The ESX software can be used to create up to 64 virtual system images on a single Intel server so that users can run many different systems, or copies of the same operating system on the same box. It has proved popular for system administrators looking to consolidate many different servers onto one machine.
VMWare has also announced two software products, the Virtual SMP and P2V Assistant.
Virtual SMP will overcome a traditional architectural hurdle in VMWare by letting applications that are designed to run on more than one processor, like databases for example, use up to two processors while running on top of VMWare's virtual machines.
"Until now, virtual machines could only handle up to one CPU's worth of workload," said Mullany.
The P2V Assistant software will let VMWare users take a snapshot of a computer's system image and will then automatically convert it to a VMWare virtual machine, Mullany said.
It could be used for moving servers onto virtual machines, or even as a way of taking snapshots of systems for debugging or disaster recovery, he added.

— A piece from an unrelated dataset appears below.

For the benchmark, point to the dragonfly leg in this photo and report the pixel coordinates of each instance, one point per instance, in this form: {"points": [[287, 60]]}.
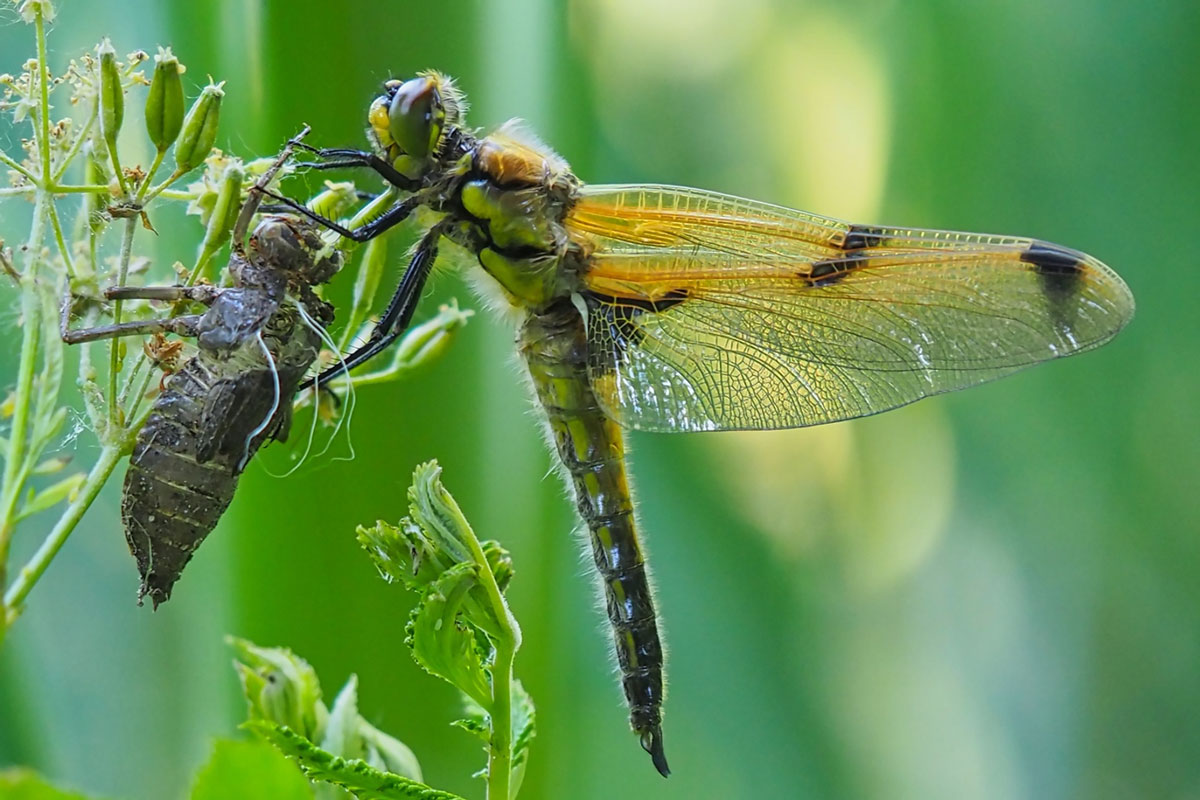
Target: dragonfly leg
{"points": [[186, 325], [381, 224], [343, 157], [204, 294], [400, 311]]}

Unlike VMWare's other products, however, P2V Assistant will only be sold through VMWare's channel partners and will not immediately be available for direct orders, Mullany said. The complexity of the software is behind this decision, he explained. "You basically need to be trained to use it."
The NIC teaming feature, as well as ESX 2.0 enhancements which allow VMWare to better manage multiple storage devices, will be important for Allan Campbell, the director of IT architecture at MassMutual Financial Group.
"When you run a dozen or 20 virtual machines on a single physical machine, then the network interfaces or the storage interfaces become bottlenecks," he said. "By supporting NIC teaming you can effectively create a bigger pipe to the network."
MassMutual is using VMWare to consolidate 75 test and development servers, running the Windows and Linux operating systems, onto four eight-way IBM x440 systems.
Pricing for the latest version of ESX will start at $3,750 (£2,363) for a two-CPU machine. Pricing for the Virtual SMP starts at $1,250 (£787). Pricing for P2V Assistant was not released.